Vote early and vote often!!


----------



## marty21 (Sep 19, 2012)

Kid_Eternity said:


> Why not? If it was secure what would be wrong with voting via an app?


I prefer going to a Polling Station, voting via an app would feel like I'm voting on xfactor or Big Brother -


----------



## Bungle73 (Sep 19, 2012)

marty21 said:


> I prefer going to a Polling Station


What for? This is the 21st century.


----------



## marty21 (Sep 19, 2012)

Bungle73 said:


> What for? This is the 21st century.


I get buses to work, invented in the 19th Century - should I stop using them? I use the tube (19th Century) trains (19th Century), I read books (printed first maybe 500 years ago) Iisten to music (thousands of years old)
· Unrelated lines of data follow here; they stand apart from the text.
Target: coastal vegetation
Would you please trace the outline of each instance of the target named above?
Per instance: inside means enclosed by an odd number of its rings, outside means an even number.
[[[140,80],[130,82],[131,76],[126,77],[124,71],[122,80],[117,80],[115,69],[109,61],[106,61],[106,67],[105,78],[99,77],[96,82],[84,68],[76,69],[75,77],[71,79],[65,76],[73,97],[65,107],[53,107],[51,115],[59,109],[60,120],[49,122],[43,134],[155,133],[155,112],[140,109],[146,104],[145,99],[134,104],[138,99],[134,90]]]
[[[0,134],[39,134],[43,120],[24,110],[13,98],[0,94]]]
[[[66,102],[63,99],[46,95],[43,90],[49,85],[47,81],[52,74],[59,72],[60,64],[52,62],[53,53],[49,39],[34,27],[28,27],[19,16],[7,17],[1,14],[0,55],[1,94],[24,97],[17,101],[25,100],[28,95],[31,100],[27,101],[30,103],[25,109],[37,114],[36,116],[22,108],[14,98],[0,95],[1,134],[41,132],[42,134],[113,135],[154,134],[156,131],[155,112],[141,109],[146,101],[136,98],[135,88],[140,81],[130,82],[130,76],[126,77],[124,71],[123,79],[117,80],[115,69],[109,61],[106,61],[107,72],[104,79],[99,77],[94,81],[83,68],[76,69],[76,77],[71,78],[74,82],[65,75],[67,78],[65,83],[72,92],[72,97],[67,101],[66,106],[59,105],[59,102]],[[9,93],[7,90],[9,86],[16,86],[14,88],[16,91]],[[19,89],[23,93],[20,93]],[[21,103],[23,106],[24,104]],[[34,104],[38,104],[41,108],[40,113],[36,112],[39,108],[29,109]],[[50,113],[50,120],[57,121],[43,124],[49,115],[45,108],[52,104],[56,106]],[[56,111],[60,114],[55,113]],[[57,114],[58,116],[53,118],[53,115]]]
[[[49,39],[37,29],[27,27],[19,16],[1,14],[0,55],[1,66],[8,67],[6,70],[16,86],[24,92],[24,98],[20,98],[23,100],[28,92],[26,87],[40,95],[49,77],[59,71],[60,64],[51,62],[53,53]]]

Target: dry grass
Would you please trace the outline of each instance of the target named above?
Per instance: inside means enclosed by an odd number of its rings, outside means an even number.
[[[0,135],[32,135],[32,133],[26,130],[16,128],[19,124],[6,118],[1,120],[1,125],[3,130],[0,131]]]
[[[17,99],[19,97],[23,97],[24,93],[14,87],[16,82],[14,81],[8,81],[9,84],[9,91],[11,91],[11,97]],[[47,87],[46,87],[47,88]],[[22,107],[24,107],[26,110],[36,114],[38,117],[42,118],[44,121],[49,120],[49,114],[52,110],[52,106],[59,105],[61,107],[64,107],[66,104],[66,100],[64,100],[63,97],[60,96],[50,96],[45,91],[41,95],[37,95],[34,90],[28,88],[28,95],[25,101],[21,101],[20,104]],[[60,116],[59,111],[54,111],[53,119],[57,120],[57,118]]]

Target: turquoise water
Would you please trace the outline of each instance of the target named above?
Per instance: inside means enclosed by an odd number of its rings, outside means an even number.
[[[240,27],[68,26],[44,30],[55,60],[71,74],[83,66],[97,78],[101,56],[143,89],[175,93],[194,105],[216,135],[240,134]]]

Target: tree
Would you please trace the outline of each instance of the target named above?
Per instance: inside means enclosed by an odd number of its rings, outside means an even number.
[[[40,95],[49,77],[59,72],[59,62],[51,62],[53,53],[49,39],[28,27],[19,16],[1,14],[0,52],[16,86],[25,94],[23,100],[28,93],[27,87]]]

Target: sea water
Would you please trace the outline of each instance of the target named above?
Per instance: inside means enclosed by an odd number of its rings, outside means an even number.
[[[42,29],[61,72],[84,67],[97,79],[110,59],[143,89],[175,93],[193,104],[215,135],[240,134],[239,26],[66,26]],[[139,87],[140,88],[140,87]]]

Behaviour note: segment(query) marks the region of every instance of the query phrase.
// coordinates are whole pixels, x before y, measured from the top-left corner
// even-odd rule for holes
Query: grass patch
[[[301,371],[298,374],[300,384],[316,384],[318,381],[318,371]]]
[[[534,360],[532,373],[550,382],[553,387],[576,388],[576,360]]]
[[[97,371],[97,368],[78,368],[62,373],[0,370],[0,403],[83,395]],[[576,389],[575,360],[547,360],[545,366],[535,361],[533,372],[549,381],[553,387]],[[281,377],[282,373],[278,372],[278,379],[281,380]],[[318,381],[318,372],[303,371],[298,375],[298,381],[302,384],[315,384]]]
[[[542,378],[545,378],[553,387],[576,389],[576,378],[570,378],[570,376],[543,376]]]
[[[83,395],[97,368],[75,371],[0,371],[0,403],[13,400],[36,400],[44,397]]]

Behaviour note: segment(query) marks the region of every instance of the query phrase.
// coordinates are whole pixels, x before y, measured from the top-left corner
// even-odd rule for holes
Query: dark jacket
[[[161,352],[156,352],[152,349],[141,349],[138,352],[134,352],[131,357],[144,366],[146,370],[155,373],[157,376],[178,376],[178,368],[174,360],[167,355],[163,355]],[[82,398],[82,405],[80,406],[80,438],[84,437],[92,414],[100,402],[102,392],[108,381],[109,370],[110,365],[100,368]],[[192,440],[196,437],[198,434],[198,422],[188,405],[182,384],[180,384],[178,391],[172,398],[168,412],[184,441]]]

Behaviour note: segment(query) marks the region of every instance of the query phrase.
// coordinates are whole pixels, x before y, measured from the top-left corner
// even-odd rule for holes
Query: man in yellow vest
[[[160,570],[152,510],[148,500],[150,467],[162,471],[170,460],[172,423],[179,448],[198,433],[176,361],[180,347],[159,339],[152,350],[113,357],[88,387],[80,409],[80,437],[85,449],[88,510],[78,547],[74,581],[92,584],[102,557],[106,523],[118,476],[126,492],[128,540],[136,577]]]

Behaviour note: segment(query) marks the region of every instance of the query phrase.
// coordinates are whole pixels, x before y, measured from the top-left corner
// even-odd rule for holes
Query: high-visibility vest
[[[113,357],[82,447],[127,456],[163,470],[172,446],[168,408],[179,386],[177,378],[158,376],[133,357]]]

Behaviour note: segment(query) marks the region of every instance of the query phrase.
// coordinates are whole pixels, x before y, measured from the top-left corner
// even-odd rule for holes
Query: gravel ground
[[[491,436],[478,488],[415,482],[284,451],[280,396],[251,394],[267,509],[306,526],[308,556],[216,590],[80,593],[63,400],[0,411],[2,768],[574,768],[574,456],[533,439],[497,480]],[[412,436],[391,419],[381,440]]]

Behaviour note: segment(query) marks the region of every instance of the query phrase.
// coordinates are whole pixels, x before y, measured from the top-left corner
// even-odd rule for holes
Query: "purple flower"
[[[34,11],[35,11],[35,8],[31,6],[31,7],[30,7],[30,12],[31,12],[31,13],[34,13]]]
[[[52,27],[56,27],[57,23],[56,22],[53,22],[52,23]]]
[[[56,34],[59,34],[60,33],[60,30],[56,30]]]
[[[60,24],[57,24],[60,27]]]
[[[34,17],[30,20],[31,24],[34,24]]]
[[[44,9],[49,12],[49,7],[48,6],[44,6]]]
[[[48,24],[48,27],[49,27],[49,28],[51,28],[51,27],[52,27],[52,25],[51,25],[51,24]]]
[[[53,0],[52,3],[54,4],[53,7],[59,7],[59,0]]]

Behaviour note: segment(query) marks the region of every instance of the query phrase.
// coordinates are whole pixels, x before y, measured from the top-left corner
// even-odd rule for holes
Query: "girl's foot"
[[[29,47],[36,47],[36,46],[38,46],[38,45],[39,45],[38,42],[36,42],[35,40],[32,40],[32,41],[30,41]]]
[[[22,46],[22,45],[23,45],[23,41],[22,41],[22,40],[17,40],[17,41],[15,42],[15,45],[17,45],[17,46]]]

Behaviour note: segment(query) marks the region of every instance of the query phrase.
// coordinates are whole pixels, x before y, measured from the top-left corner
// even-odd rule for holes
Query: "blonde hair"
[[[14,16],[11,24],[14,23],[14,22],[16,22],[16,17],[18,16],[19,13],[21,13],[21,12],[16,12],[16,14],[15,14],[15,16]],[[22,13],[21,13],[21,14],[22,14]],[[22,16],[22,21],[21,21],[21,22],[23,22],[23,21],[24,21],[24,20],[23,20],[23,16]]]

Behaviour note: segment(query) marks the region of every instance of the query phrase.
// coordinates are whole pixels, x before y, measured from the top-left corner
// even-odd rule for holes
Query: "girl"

I also use telephone, computers, smart phones and kindles

not sure of your point


----------



## Kid_Eternity (Sep 19, 2012)

Bungle73 said:


> What for? This is the 21st century.


 
Innit. Why the idea of just tapping to select who you're voting for and hitting submit in under a 15 seconds then getting on with your day isn't appealing I don't know...


----------



## Kid_Eternity (Sep 19, 2012)

marty21 said:


> I get buses to work, invented in the 19th Century - should I stop using them? I use the tube (19th Century) trains (19th Century), I read books (printed first maybe 500 years ago) Iisten to music (thousands of years old)
> 
> I also use telephone, computers, smart phones and kindles
> 
> not sure of your point


 
Some of that doesn't make sense. You can read digital books, listen to music on devices that didn't exist 15 years ago. Like voting, you're still voting you'd just be doing it in an incredibly time efficient manner.


----------



## marty21 (Sep 19, 2012)

Kid_Eternity said:


> Some of that doesn't make sense. You can read digital books, listen to music on devices that didn't exist 15 years ago. Like voting, you're still voting you'd just be doing it in an incredibly time efficient manner.


I don't mind walking 10 minutes to the polling station and voting.


----------



## Bungle73 (Sep 19, 2012)

marty21 said:


> I get buses to work, invented in the 19th Century - should I stop using them? I use the tube (19th Century) trains (19th Century), I read books (printed first maybe 500 years ago) Iisten to music (thousands of years old)
> 
> I also use telephone, computers, smart phones and kindles
> 
> not sure of your point


Are you getting horse drawn buses to work, or using steam engine drawn Tubes?


----------



## marty21 (Sep 19, 2012)

Bungle73 said:


> Are you getting horse drawn buses to work, or using steam engine drawn Tubes?


I would if I could


----------



## quimcunx (Sep 20, 2012)

No.  Judging by how often I click the wrong thing when browsing here on the phone I would be terrified of voting Tory.


----------



## corieltauvi (Sep 20, 2012)

I always enjoy the walk to the Polling Station. And the well earned democratic pint afterwards.


----------



## editor (Sep 20, 2012)

Kid_Eternity said:


> Would you vote in an election via your iPhone or iPad?


I don't own either, so clearly can't.


----------



## JimW (Sep 20, 2012)

Bring back the mass meeting and a show of hands.


----------



## Hocus Eye. (Sep 20, 2012)

This sounds like a gimmick to get people who would not otherwise vote, to so so. Good luck with that.


----------



## Kid_Eternity (Sep 20, 2012)

quimcunx said:


> No.  Judging by how often I click the wrong thing when browsing here on the phone I would be terrified of voting Tory.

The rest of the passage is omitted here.